Spencer Platt/Getty ImagesBy Dhanya Skariachan
Best Buy warned of an increasingly promotional environment heading into the holidays and promised to be competitive on price in the biggest selling season of the year, raising concerns about margins in the fourth quarter.
Earlier on Tuesday, discounter Walmart Stores (WMT) announced it will match select Black Friday offers on toys and electronic items from rivals Target (TGT), Toys R Us and Best Buy (BBY), starting as early as a week before the big shopping day.

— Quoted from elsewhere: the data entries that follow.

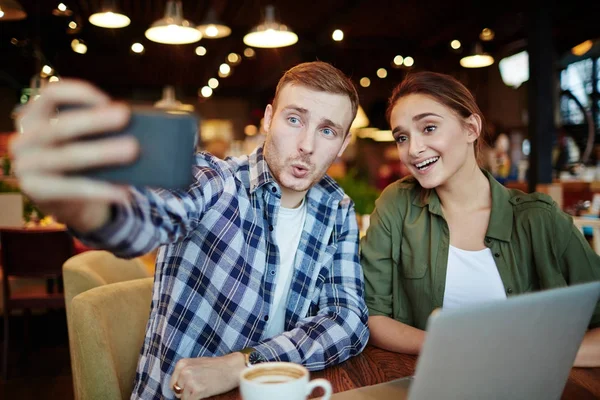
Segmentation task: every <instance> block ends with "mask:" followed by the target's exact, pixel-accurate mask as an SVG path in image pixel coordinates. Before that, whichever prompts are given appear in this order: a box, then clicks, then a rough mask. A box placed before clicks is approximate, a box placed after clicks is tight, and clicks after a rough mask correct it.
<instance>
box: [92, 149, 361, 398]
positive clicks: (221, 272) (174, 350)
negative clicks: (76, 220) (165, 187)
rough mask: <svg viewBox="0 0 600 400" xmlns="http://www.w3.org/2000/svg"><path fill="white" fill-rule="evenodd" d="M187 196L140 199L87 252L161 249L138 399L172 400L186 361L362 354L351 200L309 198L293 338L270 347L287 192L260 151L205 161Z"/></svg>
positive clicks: (313, 364)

“If our competition is in fact more promotional in the fourth quarter, we will be too and that will have a negative impact on our gross margin,” Best Buy Chief Financial Officer Sharon McCollam said in a statement.

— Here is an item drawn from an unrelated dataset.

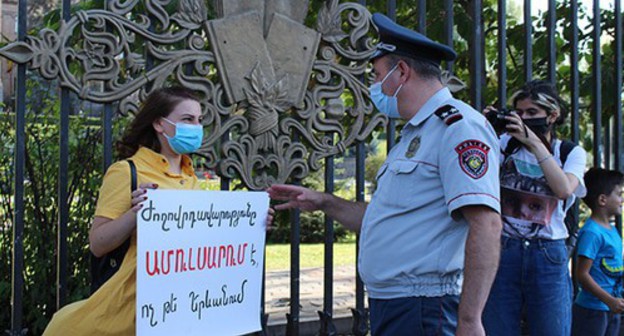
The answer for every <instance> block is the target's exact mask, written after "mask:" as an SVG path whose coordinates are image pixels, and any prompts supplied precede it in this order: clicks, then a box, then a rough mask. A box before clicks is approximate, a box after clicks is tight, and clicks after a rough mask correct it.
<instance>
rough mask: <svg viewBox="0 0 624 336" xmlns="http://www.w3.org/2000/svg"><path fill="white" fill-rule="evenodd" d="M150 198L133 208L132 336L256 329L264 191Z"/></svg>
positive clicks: (193, 194)
mask: <svg viewBox="0 0 624 336" xmlns="http://www.w3.org/2000/svg"><path fill="white" fill-rule="evenodd" d="M147 197H148V199H147V200H146V201H145V202H144V203H143V204H144V205H143V208H142V209H141V210H139V212H138V213H137V226H138V228H137V230H138V231H137V295H136V331H137V335H150V336H152V335H184V336H192V335H240V334H245V333H250V332H254V331H258V330H260V329H261V326H260V306H261V302H260V300H261V291H262V269H263V267H262V265H263V257H264V243H265V224H266V217H267V213H268V207H269V198H268V195H267V193H265V192H229V191H199V190H191V191H189V190H150V191H148V194H147Z"/></svg>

The news overshadowed the better-than-expected quarterly profit from the world’s largest consumer electronics chain in the third quarter and dragged its shares down 6.6 percent.

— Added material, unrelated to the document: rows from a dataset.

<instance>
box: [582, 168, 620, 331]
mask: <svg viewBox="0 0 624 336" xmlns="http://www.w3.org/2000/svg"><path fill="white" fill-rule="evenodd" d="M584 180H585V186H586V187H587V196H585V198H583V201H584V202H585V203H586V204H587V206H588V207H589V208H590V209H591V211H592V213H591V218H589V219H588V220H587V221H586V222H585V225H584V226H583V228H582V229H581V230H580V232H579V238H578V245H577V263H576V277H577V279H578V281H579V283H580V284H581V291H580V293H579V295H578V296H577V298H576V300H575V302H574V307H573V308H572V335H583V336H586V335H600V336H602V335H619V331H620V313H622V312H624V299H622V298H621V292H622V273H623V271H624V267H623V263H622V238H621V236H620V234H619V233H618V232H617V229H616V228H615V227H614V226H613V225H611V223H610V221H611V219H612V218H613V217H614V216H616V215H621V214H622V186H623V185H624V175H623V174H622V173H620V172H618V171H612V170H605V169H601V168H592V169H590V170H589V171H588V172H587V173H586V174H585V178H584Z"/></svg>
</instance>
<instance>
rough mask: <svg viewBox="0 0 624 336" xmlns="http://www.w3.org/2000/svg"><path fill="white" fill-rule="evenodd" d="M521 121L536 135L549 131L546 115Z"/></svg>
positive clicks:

Under Chief Executive Officer Hubert Joly, who took the retailer’s helm last fall, the company has cut costs by removing layers of management, eliminating hundreds of jobs and closing some unprofitable stores. It has also boosted cash by selling its stake in a European joint venture with Carphone Warehouse Group.
Best Buy’s net earnings were $54 million, or 16 cents a share, compared with a net loss of $10 million, or 3 cents a share, a year earlier.
Excluding restructuring charges and other items, it earned 18 cents a share, beating the average analyst estimate of 12 cents, according to Thomson Reuters I/B/E/S.